Boa Vista
"J'ai conduit deux heures à travers le désert et croisé trois personnes. Puis je me suis assis sur la plage et j'ai regardé une tortue de la taille d'une table basse se traîner hors de la mer."
Boa Vista est plate d’une façon que seules les îles désertiques peuvent l’être — le vent y travaille depuis si longtemps que la résistance semble avoir été abandonnée. Depuis l’avion, l’île se lit comme une série de courbes de plage interrompues par une infrastructure occasionnelle et le fait remarquable du Désert de Viana : un vrai système dunaire saharien au milieu de l’Atlantique, du sable orange en collines qui se déplacent au rythme des alizés avec la lente patience de quelque chose qui ne va nulle part en particulier mais qui va quand même.
J’ai loué un 4x4 à Sal Rei, le bourg principal, et parcouru les routes intérieures de l’île pendant un après-midi. Ce n’est pas une métaphore ou une aspiration — c’est une nécessité pratique, parce que la géographie de Boa Vista exige un véhicule avec une bonne garde au sol et une volonté de naviguer par repères puisque le GPS ne couvre que la route principale. On accède au Désert de Viana par une piste qui part vers le sud et devient de plus en plus théorique à mesure qu’on avance. Je me suis arrêté là où la piste s’arrêtait et j’ai marché jusqu’au sommet de la dune la plus proche et suis resté là un moment, sentant le vent et l’échelle de tout ça, l’Atlantique visible dans trois directions depuis la crête de la dune, le sable courant lisse vers l’horizon dans tous les sens.

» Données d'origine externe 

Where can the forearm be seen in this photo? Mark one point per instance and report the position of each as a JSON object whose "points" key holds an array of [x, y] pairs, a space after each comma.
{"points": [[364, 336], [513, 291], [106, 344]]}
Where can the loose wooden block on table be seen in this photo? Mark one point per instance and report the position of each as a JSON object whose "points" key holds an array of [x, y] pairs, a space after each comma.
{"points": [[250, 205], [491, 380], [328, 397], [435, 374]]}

Les tortues caouannes sont la raison pour laquelle beaucoup de gens viennent à Boa Vista entre juin et octobre, qui est leur saison de nidification. L’île accueille la plus grande colonie de nidification de tortues caouannes de l’Atlantique oriental, fait qui prend tout son poids quand on en regarde une en personne. J’ai rejoint une marche nocturne organisée par le projet de conservation basé à la réserve naturelle au sud de l’île, suivant un guide sur trois kilomètres de plage non éclairée jusqu’à l’endroit où une femelle — énorme, peut-être un mètre de côté, se déplaçant avec la laborieuse dignité de quelque chose parfaitement conçu pour un élément qu’il a temporairement quitté — était en train d’excaver un nid dans le sable. Elle était totalement indifférente à notre présence. Nous avons regardé en silence pendant quarante minutes. Je n’ai pas trouvé ça facile à prendre avec désinvolture.

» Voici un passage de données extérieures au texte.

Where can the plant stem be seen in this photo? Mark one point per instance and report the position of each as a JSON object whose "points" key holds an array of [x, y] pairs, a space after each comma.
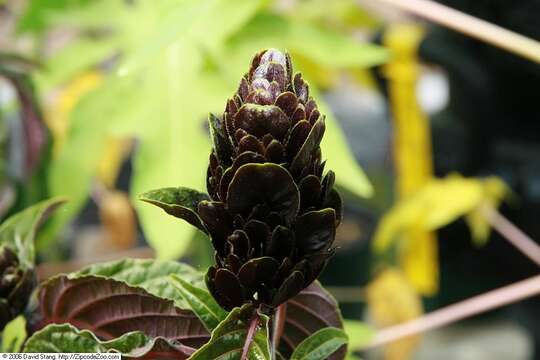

Le village fantôme de Povoação Velha, au sud de l’île, est le peuplement d’origine — abandonné au début du XXe siècle quand la population s’est rapprochée du port. Ce qui reste est un groupe de ruines de pierre à divers stades de retour au paysage, une façade d’église, des murs. Le sable y travaille depuis cent ans et progresse. Je suis arrivé en fin d’après-midi quand la lumière était horizontale et dorée et les ruines projetaient de longues ombres sur le maquis. Une chèvre se tenait debout au sommet de l’un des murs, me regardant avec l’autorité détachée d’un animal qui occupe ce territoire depuis considérablement plus longtemps que les humains ne le font actuellement.

Les plages sur les côtes nord et ouest — Praia de Chaves, Praia de Santa Mónica — sont le genre de plages décrites comme préservées, ce qui est une autre façon de dire que l’absence d’infrastructure a conservé quelque chose que l’infrastructure tend à obscurcir : le fait qu’une plage aussi large, aussi vide, aussi parfaitement incurvée rend tout stress apporté avec soi disproportionné à la situation.
Quand y aller : De novembre à mai pour les sports nautiques et le temps à la plage — les alizés sont constants et les mers sont chaudes. Pour la nidification des tortues, venez de juin à octobre, surtout juillet et août quand les chiffres sont au maximum. Les deux motivations se recoupent à peine, ce qui signifie décider quel type de voyage c’est avant de réserver.